Single by Sarah Vaughan
- B-side: "Slowly with Feeling"
- Released: 1955
- Label: Mercury
- Songwriters: Gladys Shelley, Jerry Whitman, Hugo Peretti, Luigi Creatore

Audio
- "Experience Unnecessary" on YouTube

= Experience Unnecessary =

"Experience Unnecessary" is a song that was a hit in 1955 as recorded by Sarah Vaughan with Hugo Peretti and his orchestra for Mercury Records.

Professional ratings
Review scores
| Source | Rating |
| Billboard | positive ("Spotlight" pick) |

== Composition ==
Vaughan's version is credited to Gladys Shelley, Jerry Whitman, Hugo Peretti and Luigi Creatore.

== Critical reception ==
Billboard reviewed Sarah Vaughan's recording (Mercury 70646, coupled with "Slowly with Feeling") in its issue from 11 June 1955, praising the "pleasant melody", the "clever lyrics" and the "rich" and "sultry" vocals "in the best Vaughan tradition". "The canary has a way with a sexy lyric, as witness her recent click disks, and this new side packs the same emotional appeal," wrote the reviewer.

== Commercial performance ==
On 9 July 1955, the Billboard magazine featured Sarah Vaughan's single in its "This Week's Best Buys" column, noting that "while this [had] not been one of [her] faster moving disks", it was "beginning to show a fine spread of good sales reports" and was "shaping as a record with chart potential."

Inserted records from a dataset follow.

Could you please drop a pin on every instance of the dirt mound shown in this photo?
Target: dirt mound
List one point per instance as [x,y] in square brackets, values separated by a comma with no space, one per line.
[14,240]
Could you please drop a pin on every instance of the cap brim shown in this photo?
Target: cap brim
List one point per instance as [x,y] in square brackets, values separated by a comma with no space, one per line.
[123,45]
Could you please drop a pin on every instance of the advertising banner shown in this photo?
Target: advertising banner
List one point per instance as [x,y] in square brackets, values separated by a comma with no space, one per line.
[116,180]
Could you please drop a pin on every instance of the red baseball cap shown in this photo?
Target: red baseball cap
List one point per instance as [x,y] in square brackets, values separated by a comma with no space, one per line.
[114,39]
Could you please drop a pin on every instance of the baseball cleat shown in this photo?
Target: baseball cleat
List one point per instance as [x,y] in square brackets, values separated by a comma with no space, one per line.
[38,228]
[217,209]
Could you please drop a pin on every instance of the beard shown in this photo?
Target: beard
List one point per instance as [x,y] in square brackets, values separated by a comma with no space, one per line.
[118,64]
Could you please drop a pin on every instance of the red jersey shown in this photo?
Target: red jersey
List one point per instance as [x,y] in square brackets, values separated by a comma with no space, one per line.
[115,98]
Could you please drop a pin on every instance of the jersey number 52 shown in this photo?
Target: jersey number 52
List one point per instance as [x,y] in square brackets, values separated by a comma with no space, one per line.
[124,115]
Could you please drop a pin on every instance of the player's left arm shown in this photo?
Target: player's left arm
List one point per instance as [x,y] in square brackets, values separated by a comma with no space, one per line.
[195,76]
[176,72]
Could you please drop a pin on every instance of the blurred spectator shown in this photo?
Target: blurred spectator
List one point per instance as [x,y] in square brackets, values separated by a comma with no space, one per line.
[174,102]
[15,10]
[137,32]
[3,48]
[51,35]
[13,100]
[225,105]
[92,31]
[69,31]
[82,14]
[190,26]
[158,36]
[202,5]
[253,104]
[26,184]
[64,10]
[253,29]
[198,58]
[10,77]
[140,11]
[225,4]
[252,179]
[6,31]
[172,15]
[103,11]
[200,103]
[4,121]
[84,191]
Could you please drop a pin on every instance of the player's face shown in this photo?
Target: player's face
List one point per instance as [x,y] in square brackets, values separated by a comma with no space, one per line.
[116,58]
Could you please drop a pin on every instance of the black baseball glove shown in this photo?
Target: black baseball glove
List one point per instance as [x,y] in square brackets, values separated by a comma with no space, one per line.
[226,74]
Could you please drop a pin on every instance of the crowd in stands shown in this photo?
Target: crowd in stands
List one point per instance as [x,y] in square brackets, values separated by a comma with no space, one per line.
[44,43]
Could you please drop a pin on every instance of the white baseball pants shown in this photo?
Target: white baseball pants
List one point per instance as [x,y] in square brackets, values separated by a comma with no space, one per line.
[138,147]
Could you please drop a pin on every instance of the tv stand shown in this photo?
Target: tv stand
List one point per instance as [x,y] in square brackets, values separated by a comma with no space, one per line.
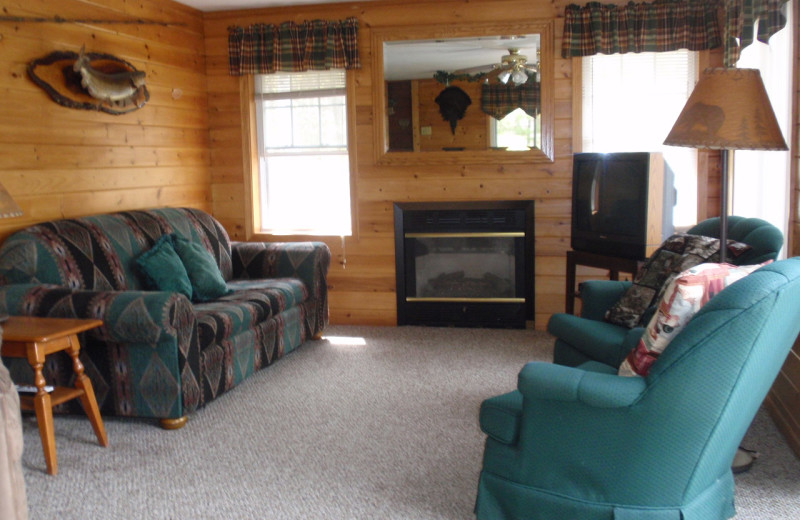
[614,264]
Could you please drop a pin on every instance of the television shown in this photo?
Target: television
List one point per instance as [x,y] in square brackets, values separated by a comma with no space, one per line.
[622,203]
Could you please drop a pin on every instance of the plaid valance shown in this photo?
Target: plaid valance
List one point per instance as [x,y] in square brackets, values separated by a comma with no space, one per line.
[740,20]
[292,47]
[500,100]
[663,25]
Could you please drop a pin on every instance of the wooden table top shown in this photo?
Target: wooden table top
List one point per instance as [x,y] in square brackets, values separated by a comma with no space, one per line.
[33,329]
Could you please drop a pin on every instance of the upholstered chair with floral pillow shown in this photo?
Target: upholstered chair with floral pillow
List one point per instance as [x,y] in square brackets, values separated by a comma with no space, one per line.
[614,313]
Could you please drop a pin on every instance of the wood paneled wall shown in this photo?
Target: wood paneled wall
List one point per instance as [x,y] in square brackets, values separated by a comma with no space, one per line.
[62,162]
[784,398]
[364,291]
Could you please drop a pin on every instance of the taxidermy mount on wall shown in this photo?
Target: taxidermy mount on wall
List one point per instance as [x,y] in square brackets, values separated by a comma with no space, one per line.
[453,103]
[90,81]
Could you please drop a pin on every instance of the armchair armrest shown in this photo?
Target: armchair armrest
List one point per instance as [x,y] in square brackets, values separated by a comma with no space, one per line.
[546,381]
[597,296]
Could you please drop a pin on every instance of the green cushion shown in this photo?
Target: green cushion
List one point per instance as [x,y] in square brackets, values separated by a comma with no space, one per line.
[500,417]
[204,275]
[161,268]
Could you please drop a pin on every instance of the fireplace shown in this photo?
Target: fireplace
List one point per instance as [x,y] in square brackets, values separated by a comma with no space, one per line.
[465,264]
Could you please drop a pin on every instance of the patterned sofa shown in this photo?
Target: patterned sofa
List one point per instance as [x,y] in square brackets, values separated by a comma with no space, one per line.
[158,354]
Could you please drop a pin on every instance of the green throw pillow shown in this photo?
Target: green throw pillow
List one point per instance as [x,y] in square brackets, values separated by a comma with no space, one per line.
[162,269]
[207,281]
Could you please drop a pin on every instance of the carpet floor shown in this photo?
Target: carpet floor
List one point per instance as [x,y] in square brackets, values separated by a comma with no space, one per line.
[369,423]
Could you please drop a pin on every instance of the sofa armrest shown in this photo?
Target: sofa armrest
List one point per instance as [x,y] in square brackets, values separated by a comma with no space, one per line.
[598,296]
[546,381]
[307,261]
[303,260]
[148,315]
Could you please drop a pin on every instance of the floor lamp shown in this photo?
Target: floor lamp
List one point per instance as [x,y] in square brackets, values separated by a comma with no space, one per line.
[728,110]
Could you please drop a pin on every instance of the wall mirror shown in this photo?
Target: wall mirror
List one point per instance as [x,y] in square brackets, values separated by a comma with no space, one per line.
[474,93]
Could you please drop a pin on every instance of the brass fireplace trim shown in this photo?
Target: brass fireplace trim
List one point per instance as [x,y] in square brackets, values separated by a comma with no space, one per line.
[464,300]
[510,234]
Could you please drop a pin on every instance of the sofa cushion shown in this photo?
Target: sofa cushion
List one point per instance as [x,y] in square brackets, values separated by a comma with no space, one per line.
[161,268]
[678,253]
[283,293]
[500,417]
[203,271]
[685,295]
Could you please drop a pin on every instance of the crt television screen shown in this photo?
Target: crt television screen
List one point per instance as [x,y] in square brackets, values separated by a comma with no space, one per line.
[611,194]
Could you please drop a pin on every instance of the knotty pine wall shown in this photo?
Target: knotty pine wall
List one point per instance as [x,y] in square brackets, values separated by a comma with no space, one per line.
[364,291]
[61,162]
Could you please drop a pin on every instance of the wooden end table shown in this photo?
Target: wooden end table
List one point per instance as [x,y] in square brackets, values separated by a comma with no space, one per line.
[33,339]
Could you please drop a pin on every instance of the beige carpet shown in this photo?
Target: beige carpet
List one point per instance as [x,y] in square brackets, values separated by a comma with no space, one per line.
[370,423]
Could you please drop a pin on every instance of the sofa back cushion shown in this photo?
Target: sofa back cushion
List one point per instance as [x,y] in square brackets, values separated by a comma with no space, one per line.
[98,252]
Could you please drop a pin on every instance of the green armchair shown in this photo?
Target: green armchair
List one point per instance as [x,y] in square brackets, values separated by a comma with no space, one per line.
[589,338]
[583,442]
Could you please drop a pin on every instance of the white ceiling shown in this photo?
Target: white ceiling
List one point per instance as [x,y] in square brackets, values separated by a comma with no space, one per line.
[408,59]
[229,5]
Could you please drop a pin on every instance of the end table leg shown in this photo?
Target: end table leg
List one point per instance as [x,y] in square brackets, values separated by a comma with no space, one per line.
[88,399]
[44,417]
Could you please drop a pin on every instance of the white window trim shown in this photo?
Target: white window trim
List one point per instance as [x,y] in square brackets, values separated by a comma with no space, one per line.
[250,160]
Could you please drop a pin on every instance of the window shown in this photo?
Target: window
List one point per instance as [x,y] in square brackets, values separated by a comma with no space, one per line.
[631,101]
[304,166]
[760,184]
[516,131]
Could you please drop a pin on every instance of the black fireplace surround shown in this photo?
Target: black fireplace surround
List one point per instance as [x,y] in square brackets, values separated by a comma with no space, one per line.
[465,264]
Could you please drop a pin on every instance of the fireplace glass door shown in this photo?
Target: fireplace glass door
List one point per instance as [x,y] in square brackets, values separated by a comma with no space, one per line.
[464,267]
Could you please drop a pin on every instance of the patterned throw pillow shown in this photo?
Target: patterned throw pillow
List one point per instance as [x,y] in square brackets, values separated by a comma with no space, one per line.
[678,253]
[685,295]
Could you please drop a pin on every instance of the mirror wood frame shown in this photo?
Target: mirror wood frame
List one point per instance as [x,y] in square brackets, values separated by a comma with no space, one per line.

In the issue from 16 July, the single charted on Billboards Most Played by Jockeys chart at number 14. Moreover, on 16 and 23 July, the single appeared on the Coming Up Strong chart at numbers 10 and 9, respectively.

== Charts ==

| Chart (1955) | Peak position |
|---|---|
| US Billboard Most Played by Jockeys | 14 |

== Other versions ==
The song was covered by Phyllis Branch, whose version was reviewed in the Billboard issue dated 30 July 1955. The reviewer noted Branch's "distinctive reading of the ballad" and described the version as an interesting listen, but concluded that it was "not likely to create much of a commercial fuss" or "to overtake the Sarah Vaughan entry".